Anarchist Network Publishes Personal Data of ICE Agents in Portland, Amplifying Anti-Immigration Enforcement Harassment Campaigns
Executive Summary
A post originally published on Rose City Counter Info on September 19, 2025, and later reposted on Unravel on October 7, 2025, under the title “Unmasking I.C.E.” publicly identified two Immigration and Customs Enforcement (ICE) agents in Portland, Oregon, labeling them “kidnappers” and urging readers to harass them. The post included photographs, names, and printable posters encouraging public targeting. This incident represents a continuation of far-left anarchist and anti-border campaigns that use doxxing and intimidation tactics to undermine federal immigration enforcement and generate localized pressure against ICE operations.
Key Judgments
1. The publication of ICE agents’ personal information represents an escalation in anarchist “doxxing” tactics aimed at deterring immigration enforcement through intimidation.
Evidence: The post names two Portland-based agents, details alleged prior enforcement activity, and encourages readers to print and distribute posters with their names and faces, urging “no peace, no safety.”
2. This incident aligns with a broader nationwide resurgence of “Chinga La Migra” and anti-ICE campaigns within anarchist and abolitionist ecosystems.
Evidence: The post explicitly invokes “Chinga la Migra,” a slogan historically associated with the 2018–2020 anarchist campaign that targeted ICE contractors, field offices, and private security firms through direct actions and online harassment.
3. By normalizing personalized targeting of government employees, these networks blur the line between protest and vigilantism, increasing physical and reputational risks to law enforcement personnel.
Evidence: The Portland post’s call for “no peace, no safety” echoes prior anarchist messages that preceded physical harassment of ICE staff and property vandalism in Seattle, Denver, and Phoenix.
Analysis
The Unmasking I.C.E. communiqué represents a deliberate escalation in anti-ICE activism through the public exposure of individual agents. The doxxing strategy is rooted in the logic of deterrence—using reputational harm, social pressure, and potential physical confrontation to obstruct immigration enforcement operations. By distributing personalized posters and labeling agents as “kidnappers” and “Gestapo,” the network is explicitly attempting to dehumanize its targets, framing them as legitimate subjects for public reprisal rather than as civil servants.
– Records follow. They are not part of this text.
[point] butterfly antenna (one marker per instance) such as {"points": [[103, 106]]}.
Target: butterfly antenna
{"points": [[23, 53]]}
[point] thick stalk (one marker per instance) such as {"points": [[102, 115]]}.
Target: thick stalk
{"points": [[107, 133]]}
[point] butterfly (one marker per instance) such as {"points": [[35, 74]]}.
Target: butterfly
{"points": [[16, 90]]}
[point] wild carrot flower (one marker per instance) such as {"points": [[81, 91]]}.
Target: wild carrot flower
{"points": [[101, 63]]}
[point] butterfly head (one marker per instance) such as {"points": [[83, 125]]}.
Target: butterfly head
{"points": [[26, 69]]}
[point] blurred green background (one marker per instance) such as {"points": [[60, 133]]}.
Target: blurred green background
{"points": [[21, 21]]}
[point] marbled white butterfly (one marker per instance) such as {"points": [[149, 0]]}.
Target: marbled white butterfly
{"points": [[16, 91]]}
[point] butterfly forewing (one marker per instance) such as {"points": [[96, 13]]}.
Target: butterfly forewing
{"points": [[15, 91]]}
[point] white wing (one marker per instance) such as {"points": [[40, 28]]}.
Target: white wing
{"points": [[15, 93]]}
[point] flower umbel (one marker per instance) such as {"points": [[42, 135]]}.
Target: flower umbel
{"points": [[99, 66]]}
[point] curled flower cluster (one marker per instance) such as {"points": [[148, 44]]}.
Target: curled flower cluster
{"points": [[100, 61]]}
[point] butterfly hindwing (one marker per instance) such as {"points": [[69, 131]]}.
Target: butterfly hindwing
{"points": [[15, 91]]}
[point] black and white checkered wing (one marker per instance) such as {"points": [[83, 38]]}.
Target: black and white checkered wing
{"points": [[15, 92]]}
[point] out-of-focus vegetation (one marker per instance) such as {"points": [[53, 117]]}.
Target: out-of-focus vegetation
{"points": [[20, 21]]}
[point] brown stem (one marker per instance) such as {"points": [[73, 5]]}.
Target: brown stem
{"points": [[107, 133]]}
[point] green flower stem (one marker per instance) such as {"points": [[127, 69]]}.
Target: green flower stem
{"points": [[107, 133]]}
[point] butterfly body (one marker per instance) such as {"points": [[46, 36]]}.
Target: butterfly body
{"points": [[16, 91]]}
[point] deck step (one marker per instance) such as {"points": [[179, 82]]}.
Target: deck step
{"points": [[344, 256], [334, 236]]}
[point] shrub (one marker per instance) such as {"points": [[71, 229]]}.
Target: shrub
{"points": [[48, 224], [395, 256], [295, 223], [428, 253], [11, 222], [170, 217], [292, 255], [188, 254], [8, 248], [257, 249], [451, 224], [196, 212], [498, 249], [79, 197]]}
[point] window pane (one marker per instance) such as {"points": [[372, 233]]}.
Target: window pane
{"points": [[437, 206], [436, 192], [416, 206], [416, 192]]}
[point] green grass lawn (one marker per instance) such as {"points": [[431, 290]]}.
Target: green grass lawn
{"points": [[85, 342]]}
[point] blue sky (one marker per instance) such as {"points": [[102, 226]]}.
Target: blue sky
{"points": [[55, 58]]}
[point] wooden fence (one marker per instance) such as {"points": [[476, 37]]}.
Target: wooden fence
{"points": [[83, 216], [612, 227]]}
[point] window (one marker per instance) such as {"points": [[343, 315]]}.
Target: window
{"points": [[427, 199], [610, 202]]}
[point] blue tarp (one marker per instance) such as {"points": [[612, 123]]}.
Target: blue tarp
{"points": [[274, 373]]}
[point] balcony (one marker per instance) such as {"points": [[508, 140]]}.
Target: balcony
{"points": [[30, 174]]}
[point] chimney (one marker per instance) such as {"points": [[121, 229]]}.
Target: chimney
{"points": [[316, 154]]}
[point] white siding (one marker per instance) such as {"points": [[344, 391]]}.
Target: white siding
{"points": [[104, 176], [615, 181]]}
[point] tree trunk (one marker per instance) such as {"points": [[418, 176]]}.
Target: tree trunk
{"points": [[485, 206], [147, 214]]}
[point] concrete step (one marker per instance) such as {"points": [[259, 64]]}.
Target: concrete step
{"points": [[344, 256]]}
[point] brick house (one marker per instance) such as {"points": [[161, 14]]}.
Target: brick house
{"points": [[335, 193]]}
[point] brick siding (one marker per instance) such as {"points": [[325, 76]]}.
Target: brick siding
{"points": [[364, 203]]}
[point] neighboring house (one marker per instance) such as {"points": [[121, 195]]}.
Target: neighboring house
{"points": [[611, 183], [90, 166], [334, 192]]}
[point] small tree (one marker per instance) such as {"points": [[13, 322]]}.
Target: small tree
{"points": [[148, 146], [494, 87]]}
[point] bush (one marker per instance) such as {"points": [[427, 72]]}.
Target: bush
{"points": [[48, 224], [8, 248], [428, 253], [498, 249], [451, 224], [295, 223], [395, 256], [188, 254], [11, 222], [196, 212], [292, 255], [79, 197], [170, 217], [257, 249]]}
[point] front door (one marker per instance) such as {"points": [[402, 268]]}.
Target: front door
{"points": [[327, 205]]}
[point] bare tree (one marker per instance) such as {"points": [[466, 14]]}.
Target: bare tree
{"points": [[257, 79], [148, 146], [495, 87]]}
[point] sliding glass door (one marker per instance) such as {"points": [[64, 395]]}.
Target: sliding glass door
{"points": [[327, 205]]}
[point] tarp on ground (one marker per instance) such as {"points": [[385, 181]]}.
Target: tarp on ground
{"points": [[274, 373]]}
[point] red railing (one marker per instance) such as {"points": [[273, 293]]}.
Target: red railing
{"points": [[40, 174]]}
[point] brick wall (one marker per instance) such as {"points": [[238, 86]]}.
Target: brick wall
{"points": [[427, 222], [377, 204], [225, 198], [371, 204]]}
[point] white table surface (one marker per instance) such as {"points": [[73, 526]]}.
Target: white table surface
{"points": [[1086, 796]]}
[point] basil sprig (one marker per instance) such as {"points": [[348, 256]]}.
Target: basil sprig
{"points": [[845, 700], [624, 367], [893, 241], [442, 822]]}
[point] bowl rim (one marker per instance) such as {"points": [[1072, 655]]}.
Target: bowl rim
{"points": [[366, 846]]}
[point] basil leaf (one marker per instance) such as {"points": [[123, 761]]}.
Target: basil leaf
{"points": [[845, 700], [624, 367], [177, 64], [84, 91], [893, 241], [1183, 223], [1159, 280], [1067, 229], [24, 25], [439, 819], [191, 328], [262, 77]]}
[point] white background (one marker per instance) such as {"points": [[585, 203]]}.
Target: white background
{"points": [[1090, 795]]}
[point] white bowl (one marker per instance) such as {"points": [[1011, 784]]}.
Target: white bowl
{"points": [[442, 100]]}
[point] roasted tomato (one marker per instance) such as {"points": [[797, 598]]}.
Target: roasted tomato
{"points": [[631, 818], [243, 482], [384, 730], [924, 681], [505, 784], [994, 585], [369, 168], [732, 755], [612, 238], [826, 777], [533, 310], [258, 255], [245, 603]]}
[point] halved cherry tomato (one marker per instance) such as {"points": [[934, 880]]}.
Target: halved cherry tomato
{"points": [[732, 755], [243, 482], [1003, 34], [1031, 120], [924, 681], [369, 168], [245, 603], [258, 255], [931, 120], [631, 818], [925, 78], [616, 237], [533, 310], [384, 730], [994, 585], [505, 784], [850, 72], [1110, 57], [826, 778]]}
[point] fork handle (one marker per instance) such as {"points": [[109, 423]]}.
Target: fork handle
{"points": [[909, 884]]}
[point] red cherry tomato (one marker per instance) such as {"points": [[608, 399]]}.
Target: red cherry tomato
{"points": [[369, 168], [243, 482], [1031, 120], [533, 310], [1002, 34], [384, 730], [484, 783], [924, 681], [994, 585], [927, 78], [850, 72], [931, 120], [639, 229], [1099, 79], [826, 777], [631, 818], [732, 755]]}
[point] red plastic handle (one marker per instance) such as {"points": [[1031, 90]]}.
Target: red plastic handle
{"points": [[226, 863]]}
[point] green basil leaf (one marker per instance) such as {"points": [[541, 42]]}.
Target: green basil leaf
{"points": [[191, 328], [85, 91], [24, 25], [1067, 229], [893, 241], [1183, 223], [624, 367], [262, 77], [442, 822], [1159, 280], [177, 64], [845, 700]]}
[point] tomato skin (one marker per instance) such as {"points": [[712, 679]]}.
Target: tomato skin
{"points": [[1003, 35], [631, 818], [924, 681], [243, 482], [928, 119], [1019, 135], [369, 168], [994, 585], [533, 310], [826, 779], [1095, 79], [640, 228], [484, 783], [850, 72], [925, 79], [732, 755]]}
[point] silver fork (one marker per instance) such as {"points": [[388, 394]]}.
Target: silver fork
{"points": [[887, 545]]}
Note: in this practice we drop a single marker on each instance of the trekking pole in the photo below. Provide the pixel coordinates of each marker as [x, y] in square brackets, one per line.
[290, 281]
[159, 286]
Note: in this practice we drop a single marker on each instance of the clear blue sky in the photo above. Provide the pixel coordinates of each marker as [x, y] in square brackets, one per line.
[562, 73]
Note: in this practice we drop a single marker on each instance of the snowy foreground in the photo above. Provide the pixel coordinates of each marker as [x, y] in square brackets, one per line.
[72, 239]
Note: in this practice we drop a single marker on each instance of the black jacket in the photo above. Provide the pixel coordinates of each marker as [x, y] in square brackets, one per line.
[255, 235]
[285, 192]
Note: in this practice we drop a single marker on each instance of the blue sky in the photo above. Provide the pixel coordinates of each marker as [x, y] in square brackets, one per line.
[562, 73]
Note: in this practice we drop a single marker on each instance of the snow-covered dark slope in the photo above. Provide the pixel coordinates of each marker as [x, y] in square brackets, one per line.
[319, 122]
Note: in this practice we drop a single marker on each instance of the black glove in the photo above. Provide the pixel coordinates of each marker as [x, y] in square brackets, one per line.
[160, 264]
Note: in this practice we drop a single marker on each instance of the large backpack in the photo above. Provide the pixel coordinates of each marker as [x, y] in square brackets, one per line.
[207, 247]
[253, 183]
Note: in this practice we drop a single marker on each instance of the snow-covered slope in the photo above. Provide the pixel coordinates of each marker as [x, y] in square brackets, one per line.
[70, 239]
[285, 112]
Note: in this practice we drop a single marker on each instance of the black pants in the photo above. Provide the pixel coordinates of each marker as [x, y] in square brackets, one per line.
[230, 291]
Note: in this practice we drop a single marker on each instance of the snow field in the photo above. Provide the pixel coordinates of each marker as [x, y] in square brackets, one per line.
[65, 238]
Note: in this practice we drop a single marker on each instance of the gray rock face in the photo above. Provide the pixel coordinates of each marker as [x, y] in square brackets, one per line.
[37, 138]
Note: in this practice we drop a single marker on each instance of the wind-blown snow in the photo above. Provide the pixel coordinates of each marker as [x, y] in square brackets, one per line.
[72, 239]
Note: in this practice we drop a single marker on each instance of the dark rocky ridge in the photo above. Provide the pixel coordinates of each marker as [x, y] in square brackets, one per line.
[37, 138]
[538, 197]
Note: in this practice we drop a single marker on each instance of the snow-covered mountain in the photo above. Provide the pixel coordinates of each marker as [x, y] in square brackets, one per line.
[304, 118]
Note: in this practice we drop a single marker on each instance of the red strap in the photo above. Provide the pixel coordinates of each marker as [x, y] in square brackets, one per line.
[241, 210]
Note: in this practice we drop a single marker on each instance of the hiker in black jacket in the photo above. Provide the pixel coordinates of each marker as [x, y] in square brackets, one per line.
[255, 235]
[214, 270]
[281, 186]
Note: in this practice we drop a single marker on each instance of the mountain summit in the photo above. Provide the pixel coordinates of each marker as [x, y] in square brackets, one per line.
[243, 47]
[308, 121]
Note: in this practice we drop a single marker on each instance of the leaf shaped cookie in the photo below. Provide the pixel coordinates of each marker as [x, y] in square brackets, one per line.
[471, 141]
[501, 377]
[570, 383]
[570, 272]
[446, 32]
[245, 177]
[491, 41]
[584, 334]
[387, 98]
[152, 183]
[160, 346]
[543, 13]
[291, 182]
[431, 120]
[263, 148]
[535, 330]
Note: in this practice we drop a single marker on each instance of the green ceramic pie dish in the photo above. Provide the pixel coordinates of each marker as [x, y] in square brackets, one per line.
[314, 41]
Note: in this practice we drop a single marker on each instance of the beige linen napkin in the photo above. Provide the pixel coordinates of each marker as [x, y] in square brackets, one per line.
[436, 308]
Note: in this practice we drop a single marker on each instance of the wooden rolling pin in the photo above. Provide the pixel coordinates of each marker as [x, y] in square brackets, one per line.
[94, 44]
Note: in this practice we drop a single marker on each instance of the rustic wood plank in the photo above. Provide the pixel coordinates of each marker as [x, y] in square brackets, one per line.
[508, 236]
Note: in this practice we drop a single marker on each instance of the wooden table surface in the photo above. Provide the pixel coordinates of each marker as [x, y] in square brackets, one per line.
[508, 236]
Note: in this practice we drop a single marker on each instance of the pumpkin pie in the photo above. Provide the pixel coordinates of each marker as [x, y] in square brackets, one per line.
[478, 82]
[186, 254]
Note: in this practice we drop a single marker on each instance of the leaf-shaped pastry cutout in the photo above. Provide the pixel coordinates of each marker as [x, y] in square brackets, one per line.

This tactic has precedent within the broader anarchist information ecosystem. Rose City Counter Info operates within the Noblogs federation, a cluster of counter-information sites that host anonymous communiqués advocating sabotage, harassment, and direct action. Posts from similar platforms—such as Unravel and It’s Going Down—have in recent months targeted private contractors, landlords, and law enforcement personnel under the banners of “Stop Cop City” and “Chinga la Migra.”
Portland remains a particularly active node in this network due to its entrenched anarchist presence and history of violent clashes between far-left militants and law enforcement since 2020. The reemergence of anti-ICE doxxing reflects renewed coordination between anti-border and anti-police movements that share overlapping ideology and media infrastructure. While such posts often stop short of explicitly calling for violence, their exhortations to deny “peace” and “safety” create conditions conducive to harassment or physical intimidation.
Operationally, these doxxing campaigns can have tangible effects: increased security burdens for targeted personnel, deterrence of community cooperation with ICE, and potential secondary targeting of family members or associated businesses. The blending of local surveillance (spotting agents “around town”) with digital publication illustrates the hybrid intelligence-gathering tactics of decentralized extremist networks that merge online and offline activism.
Federal and local agencies may need to coordinate proactive threat mitigation and digital monitoring, as such posts often precede broader waves of harassment or low-level vandalism near federal facilities. The ongoing normalization of personalized targeting campaigns poses growing risks to public-sector employees beyond ICE, especially those connected to law enforcement, corrections, or border management.